Monday, April 20, 2009
IN MEMORIAM: JG BALLARD
I first read "The Voices of Time" in 1965.
My friend Kathy was a brilliant English graduate student at UC Berkeley; madly smart. She spent her fellowship taking speed and reading every Science Fiction book ever written -- or pretty damn close, in between the complete works of Chaucer and Spenser and Shakespeare. She handed me the seminal collection of Ballard stories, "The Voices of Time."
"This is very special," she said. "Ballard is a Genius."
"The Voices of Time" destroyed me as a writer for years. Everything I wrote, and everything I wanted to write was a slavish emulation of Ballard's cubist nihilistic romanticism. I was smitten. A while later the magazine he edited, Ambit, had a contest for the best story written under the influence of drugs (which almost cost the magazine its state subsidy). But Ballard was a man of keen sensibility, not easily fooled by crap and imposture. The winner wrote her story under the influence of caffeine.

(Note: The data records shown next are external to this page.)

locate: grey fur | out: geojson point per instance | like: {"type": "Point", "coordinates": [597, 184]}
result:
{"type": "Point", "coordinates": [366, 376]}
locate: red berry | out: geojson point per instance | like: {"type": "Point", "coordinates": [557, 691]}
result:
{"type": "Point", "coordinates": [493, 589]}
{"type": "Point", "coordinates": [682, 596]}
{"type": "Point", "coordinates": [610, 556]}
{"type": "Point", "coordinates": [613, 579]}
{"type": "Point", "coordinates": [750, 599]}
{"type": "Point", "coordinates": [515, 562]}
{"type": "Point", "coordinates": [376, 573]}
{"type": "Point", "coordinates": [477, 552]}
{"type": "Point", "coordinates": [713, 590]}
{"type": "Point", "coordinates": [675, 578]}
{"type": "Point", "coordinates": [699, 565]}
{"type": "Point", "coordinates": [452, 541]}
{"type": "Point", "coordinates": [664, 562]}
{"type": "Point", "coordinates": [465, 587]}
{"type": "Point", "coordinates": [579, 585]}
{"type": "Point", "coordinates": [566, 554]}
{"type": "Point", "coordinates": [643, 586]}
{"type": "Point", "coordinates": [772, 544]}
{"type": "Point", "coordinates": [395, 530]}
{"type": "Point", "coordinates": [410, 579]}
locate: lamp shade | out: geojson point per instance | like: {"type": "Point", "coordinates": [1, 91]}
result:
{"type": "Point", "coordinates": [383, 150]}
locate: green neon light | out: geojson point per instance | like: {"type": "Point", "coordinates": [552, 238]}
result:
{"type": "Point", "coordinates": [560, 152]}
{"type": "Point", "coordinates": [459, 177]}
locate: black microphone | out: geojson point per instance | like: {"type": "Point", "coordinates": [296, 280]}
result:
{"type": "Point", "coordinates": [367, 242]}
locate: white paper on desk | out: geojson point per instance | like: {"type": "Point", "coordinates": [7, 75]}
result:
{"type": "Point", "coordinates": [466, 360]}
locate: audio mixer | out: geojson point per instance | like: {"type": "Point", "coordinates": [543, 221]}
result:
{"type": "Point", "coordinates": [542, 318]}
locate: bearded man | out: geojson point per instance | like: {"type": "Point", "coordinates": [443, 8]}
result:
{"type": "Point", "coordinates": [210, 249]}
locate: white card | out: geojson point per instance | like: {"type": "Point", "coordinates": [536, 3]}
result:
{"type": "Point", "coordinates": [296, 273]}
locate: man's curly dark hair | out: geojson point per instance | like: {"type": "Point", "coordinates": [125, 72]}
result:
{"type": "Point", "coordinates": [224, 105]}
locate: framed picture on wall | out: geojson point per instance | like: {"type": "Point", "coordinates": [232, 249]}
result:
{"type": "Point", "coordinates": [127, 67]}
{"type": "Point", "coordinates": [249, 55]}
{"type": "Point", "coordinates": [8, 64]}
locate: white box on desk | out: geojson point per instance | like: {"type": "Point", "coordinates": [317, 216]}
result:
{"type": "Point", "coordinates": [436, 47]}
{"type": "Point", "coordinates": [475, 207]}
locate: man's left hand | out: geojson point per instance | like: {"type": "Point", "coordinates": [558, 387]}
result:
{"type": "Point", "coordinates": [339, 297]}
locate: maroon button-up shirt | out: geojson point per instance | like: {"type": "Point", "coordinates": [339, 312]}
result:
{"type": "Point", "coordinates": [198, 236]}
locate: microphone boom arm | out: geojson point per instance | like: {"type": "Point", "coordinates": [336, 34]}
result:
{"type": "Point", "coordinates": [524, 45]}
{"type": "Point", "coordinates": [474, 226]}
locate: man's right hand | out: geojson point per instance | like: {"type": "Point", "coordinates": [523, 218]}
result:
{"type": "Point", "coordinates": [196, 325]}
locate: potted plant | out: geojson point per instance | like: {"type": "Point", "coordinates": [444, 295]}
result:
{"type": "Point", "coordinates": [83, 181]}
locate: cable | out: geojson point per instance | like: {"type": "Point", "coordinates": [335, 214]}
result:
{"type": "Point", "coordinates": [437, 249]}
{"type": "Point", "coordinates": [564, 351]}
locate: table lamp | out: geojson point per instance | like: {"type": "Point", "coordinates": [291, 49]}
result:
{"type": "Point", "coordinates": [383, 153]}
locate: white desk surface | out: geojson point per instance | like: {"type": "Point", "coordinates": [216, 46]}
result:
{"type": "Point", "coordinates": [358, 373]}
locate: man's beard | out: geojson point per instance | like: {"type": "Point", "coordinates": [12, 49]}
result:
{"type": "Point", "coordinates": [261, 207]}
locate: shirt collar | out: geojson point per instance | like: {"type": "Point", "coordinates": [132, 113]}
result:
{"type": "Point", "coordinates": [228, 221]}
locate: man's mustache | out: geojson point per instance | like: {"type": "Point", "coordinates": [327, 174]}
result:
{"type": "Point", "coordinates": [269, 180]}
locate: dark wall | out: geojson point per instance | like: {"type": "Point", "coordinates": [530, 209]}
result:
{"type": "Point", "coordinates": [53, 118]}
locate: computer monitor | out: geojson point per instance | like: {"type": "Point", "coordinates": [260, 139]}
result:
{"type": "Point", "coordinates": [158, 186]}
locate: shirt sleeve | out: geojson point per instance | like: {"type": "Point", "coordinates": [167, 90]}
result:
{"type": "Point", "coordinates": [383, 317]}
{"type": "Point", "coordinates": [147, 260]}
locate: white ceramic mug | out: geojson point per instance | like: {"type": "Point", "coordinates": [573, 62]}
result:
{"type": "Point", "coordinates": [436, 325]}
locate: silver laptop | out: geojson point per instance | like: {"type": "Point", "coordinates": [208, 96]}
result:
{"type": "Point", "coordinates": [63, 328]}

I returned to those stories again and again, and eagerly awaited each issue of Ambit. He crossed the Rubicon with "Why I Want to Fuck Ronald Reagan," staked new territory with "The Assassination of John F. Kennedy Considered As A Downhill Motor Race," and went into an amazingly distant orbit with "Mae West's Reduction Mammoplasty." But until he completely re-floored me with "Empire of The Sun" I always preferred the earliest stories.
As a body of work, Ballard's writing is one of the most singular and precise visions of life in the late twentieth century refracted through the lens of a cracked-up future. His portraits of people confronting the unthinkable in the face of the inevitable are peerless. It's all there. His brilliance was clairvoyant. Every mandala carved on the floor of an abandoned swimming pool, every singing flower and mad surgical procedure is a precisely placed cryptogram, designed by a master, for our instruction and delight.
As with Fellini, another artist I grew up on, there will never be anyone to replace him. They stand alone. Others will come, and if we are lucky they will succeed, in their own ways, as Ballard did in his. He was a true original, and they are rare indeed.